I have a scenario where I need to edit very large files and the end result is rather simple, but achieving it has become a bit of a drag on my computer and memory. Due to downstream systems, I cannot load a duplicate file (according to a computed hash) twice. My workaround has been to move the first actual line/record to the end of the file without changing anything else. This method (shown below in Method 1) works great for files that are small enough, but now I have files that are extremely large. So I began working on Method 2 below, but I haven't quite figured out how to stream lines from an input file into an output file.
#Method 1
$Prefix = Read-Host -Prompt "What do you want to use as the prefix for the updated file names? (The number 1 is the default)"
If ([string]::IsNullOrEmpty($Prefix)){$Prefix = '1_'}
If($Prefix[-1] -ne '_'){$Prefix = "$($Prefix)_"}
$files = (Get-ChildItem -LiteralPath $PWD -Filter '*.csv' -File)
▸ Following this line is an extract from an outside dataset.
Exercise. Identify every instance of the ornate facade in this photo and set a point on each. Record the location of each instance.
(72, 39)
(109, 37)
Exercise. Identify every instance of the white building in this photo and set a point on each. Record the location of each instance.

Foreach ($inputFile in $files){
$A = Get-Content $inputFile
$Header = $A[0]
$Data = $A[2..($A.Count-1)]
$Footer = $A[1]
$Header, $Data, $Footer | Add-Content -LiteralPath "$($inputFile.DirectoryName)\$($Prefix)$($inputFile.BaseName).csv"
}
#Work-in-progress Method 2
$inputFile = "\Input.csv"
$outputFile = "\Output.csv"
#Create StringReader
$sr = [System.IO.StringReader]::New((Get-Content $inputFile -Raw))
#Create StringWriter
$sw = [System.IO.StringWriter]::New()
#Write the Header
$sw.Write($sr.ReadLine())
#Get the first actual record as a string
$lastLine = $sr.ReadLine()
#Write the rest of the lines
$sw.Write($sr.ReadToEnd())
#Add the final line
$sw.Write($lastLine)
#Write everything to the outputFile
[System.IO.File]::WriteAllText($outputFile, $sw.ToString())
Get-Content:
Line |
5 | $sr = [System.IO.StringReader]::New((Get-Content $inputFile -Raw))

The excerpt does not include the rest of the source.